While this national drama unfolds the real resolution is taking place beyond the sensational headlines and outside any government negotiations. As always, individual Ukrainians are looking around and deciding what to do with their lives given the options presented to them. There are three main categories: 1) keep out of harm’s way and live a modest life largely outside the primary system, 2) integrate yourself into the corrupt system and become a hammer rather than a nail, or 3) leave the country entirely. The poor and working class have little choice but to keep their heads down and muddle along. The corrupt elite are quickly vacuuming up as much liquid cash as possible and relocating to countries that welcome them and their money. This often means Russia but can include places like the Emirates or Hong Kong. The educated, young, and healthy population (a minority in Ukraine after decades of low birth rates and outward migration) is feeling around for where to flee that will take them with the least red tape and best prospects. Keep in mind, the basic infrastructure of the country is failing under the strains of a nascent civil war. The overwhelming majority (over half) go to Russia even though they might prefer Canada, France, or Australia. It’s the fast easy route.

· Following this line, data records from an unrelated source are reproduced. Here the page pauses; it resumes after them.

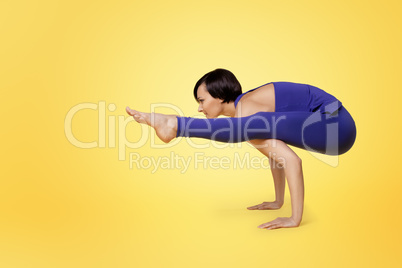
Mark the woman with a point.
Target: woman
(269, 117)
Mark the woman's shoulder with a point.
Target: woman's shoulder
(262, 98)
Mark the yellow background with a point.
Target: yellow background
(63, 206)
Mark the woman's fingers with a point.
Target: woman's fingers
(129, 111)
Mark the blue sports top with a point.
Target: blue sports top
(300, 97)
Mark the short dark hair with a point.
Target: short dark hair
(221, 84)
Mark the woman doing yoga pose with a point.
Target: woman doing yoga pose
(269, 117)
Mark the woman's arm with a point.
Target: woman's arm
(278, 174)
(283, 155)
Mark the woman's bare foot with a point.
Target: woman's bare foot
(165, 125)
(266, 205)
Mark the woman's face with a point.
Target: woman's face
(208, 105)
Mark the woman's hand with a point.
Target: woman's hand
(279, 223)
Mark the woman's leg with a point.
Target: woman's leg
(328, 134)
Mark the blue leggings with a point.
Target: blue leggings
(325, 133)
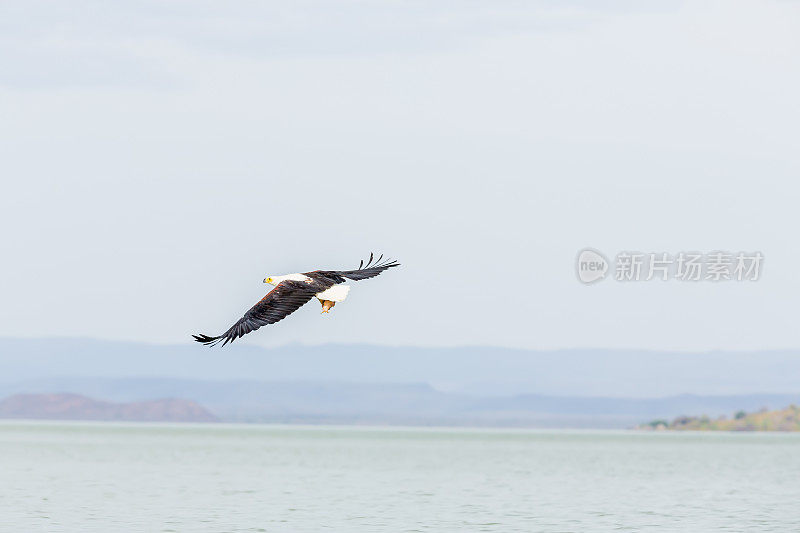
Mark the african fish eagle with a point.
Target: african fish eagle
(292, 291)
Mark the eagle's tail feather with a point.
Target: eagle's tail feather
(205, 339)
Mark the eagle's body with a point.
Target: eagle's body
(292, 291)
(334, 294)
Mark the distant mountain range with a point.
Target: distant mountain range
(77, 407)
(474, 370)
(426, 386)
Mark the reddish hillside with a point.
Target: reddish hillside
(77, 407)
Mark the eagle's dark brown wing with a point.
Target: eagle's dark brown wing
(286, 298)
(363, 271)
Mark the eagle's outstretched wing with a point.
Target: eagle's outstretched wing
(286, 298)
(367, 271)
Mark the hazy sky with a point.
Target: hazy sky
(158, 159)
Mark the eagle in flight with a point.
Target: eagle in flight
(292, 291)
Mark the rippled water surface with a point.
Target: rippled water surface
(113, 477)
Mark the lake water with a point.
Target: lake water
(129, 477)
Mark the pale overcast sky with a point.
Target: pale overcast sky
(158, 159)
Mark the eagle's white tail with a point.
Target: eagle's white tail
(337, 293)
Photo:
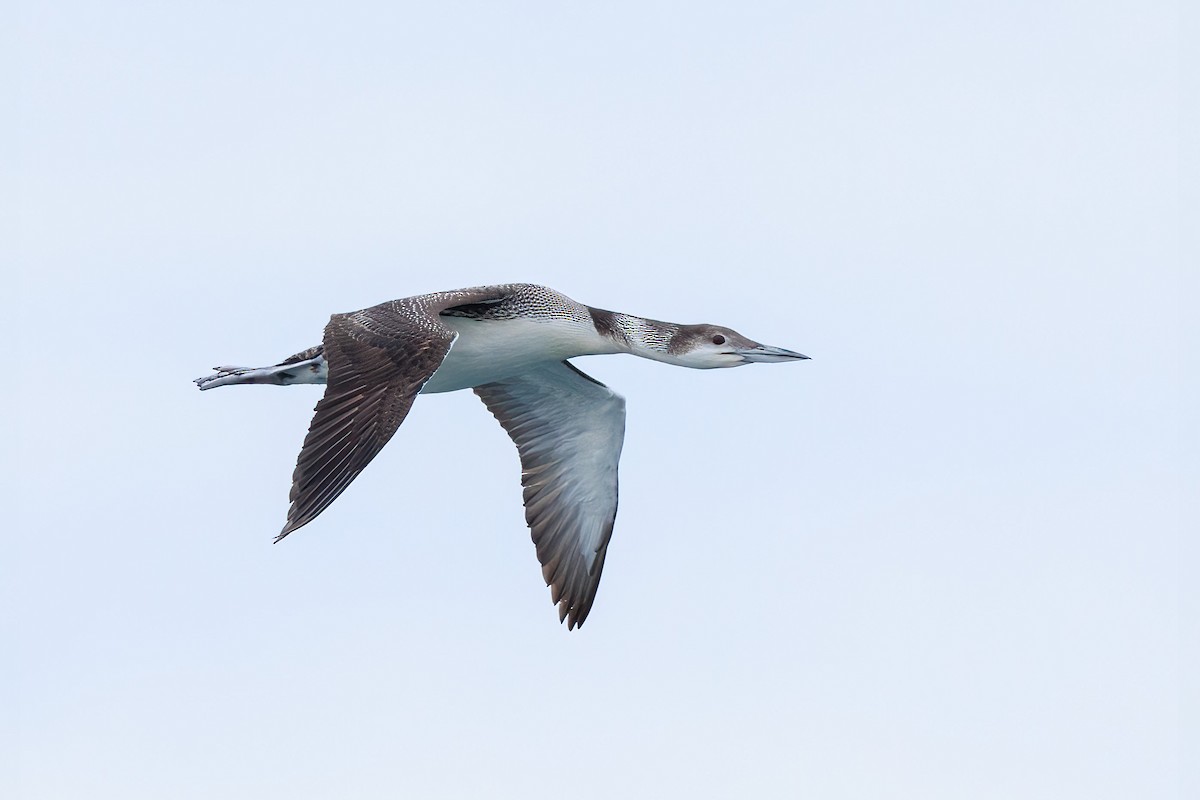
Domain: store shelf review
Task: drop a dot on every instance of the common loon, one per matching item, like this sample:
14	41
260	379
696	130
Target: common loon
510	344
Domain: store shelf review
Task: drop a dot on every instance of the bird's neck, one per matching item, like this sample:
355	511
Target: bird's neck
649	338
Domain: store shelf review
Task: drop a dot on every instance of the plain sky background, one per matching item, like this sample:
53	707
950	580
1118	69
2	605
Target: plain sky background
943	559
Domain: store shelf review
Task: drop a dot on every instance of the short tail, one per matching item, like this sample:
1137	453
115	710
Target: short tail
307	371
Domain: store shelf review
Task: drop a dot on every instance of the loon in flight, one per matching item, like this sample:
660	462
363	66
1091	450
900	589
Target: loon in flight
510	344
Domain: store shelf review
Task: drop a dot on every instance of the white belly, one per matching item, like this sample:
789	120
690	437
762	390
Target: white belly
490	350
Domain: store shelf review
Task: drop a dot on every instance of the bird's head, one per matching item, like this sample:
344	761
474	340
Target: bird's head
708	347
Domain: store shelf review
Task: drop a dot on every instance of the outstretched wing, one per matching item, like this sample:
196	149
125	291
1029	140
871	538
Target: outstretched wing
569	429
378	360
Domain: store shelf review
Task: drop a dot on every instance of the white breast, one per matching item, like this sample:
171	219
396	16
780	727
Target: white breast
490	350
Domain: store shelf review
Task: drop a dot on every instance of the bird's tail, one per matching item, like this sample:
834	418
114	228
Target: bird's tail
309	371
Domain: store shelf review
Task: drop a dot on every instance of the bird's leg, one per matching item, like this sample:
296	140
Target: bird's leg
310	371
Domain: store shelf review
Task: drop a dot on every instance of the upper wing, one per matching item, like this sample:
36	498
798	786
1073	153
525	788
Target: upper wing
378	360
569	431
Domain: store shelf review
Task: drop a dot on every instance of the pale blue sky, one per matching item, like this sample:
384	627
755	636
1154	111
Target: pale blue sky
940	560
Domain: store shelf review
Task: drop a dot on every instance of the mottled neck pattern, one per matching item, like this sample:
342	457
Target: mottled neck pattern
634	334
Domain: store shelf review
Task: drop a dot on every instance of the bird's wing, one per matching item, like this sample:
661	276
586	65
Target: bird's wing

My money is on Russia given the circumstances. Ukraine’s entire economy is dependent on natural gas pipelines from Russia. It’s an umbilical cord. If Ukraine gets out of line Russia will yank the pipeline and Ukraine will snap back into obedience. That’s the beginning, middle, and end of the Ukrainian/Russia relationship. And Russia still maintains a large military base in Ukraine… The current leader has stepped down, but his replacement will only be marginally better. If the West does win the day Ukraine will likely remain just as corrupt, but with a favorable outcome for international corporate interests rather than any great democratic victory for the people. After all the sturm and drang the Great Powers will have spent a lot of money and energy trying to influence Ukraine’s political allegiance. But the true winners will be the Asian commercial interests who spent nothing at all on the conflict and will continue to use Ukraine as an export market and source of valuable but relatively cheap commodities without getting their hands dirty. Smart. I’ll be posting some video from my time in Ukraine soon.